Nora Rafeh Refa Tahtawi, a youth activist who participated in the Tahrir protests and is now in New York for the two- week Commission on the Status of Women at U.N. headquarters, recalled that women stood side by side with men, all sharing the feeling that they belonged to the same movement with the same goals.
Dr. Azza Kamel, a prominent Egyptian women’s rights activist, was also part of the movement that toppled president Hosni Mubarak earlier this month.
The Egyptian people simply want “freedom, justice, dignity”, Kamel told IPS, and “this is the first time that women deal with dignity as equals with men.”
“There is no room for ethnic tension,” she added, highlighting the idea of “family” described by Tahtawi with the formula “one heart, one hand, one brain”.
“No one will manage to divide them [the Egyptian people] now,” Kamel said.

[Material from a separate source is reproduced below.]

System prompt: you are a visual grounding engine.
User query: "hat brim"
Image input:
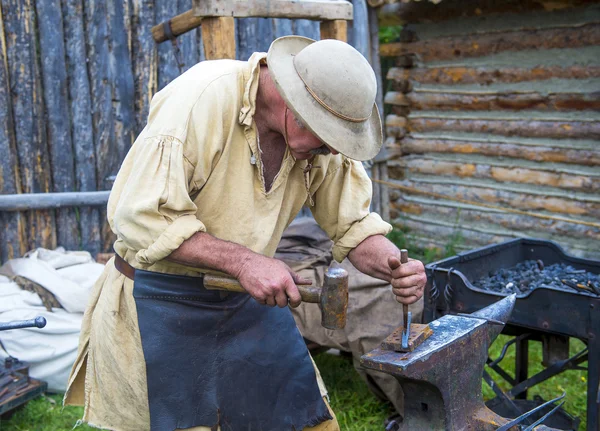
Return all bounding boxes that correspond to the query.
[267,36,383,161]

Dignity – karama in Arabic – is a word that was chanted often during the protests. It is also the name of an international grassroots organisation created in 2005, which is based in Egypt and has programmes throughout the Arab world, with offices in Sudan, Lebanon, Morocco, Tunisia, Algeria, Syria, and Jordan.
Hibaaq Osman, founder and executive director of Karama, emphasised to IPS that “this revolution brought people who are completely different, of class, of education, politically, in every way.”

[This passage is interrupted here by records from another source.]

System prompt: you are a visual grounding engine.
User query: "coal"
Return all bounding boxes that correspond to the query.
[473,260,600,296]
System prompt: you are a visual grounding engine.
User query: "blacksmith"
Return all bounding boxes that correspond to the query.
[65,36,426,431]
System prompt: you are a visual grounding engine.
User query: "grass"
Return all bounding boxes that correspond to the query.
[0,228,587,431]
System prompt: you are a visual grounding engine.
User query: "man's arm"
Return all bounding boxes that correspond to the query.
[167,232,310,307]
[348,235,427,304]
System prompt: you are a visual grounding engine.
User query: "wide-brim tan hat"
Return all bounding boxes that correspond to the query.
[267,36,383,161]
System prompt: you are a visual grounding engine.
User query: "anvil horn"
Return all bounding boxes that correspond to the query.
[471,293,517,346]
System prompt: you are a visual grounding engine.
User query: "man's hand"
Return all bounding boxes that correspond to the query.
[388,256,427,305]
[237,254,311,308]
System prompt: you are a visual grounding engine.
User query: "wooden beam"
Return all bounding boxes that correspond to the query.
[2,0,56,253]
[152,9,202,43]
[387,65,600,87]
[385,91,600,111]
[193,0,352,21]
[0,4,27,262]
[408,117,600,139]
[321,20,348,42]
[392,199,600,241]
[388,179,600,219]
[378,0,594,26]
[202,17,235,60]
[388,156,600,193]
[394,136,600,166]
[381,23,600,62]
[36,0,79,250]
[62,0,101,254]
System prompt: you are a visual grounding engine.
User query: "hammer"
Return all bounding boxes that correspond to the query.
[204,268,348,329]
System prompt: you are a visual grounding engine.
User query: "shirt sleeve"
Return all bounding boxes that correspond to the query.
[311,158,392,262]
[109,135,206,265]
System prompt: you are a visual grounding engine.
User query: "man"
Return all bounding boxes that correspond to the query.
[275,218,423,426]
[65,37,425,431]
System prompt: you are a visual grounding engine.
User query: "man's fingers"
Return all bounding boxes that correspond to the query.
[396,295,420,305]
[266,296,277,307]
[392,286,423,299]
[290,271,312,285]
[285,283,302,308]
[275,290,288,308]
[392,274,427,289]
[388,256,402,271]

“They saw themselves as a community,” she said. “They have unified their vision, they have unified their energy, this was about them and for them. Every woman was suffering the same way.”

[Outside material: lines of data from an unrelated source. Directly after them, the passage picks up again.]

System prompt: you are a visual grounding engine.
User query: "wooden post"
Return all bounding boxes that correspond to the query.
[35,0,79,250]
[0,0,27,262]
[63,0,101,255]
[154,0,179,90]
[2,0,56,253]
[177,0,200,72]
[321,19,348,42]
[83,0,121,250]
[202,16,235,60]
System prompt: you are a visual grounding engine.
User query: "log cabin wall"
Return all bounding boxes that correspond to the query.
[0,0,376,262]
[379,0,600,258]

“When people come together…nothing is ever going to stop them,” she told IPS. “They become the bulldozers. They broke the wall of fear, of gender, of poor and rich… everyone was equal standing there.”
According to Kamel, while Tunisian women were the “catalyst” for Egyptian women, now Bahraini women are breaking barriers too, even though the society is more conservative.
“We are writing our history now, and the sky is our limit,” said Tahtawi, promising the Libyan people, “You will win.”
The head of the Egyptian Center for Women’s Rights, Nihad Abou El Komsan, agreed that, “When women decide, there is no barrier.”
She added that freedom can be more difficult in some ways than slavery, because it implies responsibilities. “The future is not guaranteed,” she said.
Osman identified a “window of opportunities” for women. They were a very big part of the protests, and now they have to insist “to be involved in the draft of the constitution, they have to make sure that they are in every important committee,” she told IPS – especially when the constitutional committee “doesn’t have any women yet”.
“We will have very tough times now” to establish democracy, she acknowledged. People must unite, demand dignity, respect, and freedom – political, social and religious. “That’s when you realise democracy,” she concluded.
The newly launched U.N. Women has an important role to play to ensure that women have a place at the decision-making table. The agency is reformulating its programmes in Tunisia and elsewhere in North Africa and the Middle East to include these new opportunities, said Moez Doraid, deputy executive director of U.N. Women.
“Gains and victories have been achieved at the political, societal and gender levels,” he affirmed. “[We] need to sustain the benefits…and be vigilant to avoid reversal.”
One way to achieve this is the use of affirmative action and quotas, he added.
According to Osman, U.N. Women needs to focus on civil society women’s organisations, “reflecting the aspirations, the themes, and the beauty of women, politically speaking.”
She stressed to IPS the real challenge now is to ensure that this new U.N. entity will do what it has promised: prioritising women. It was “brought by women, and it should be for women,” she said.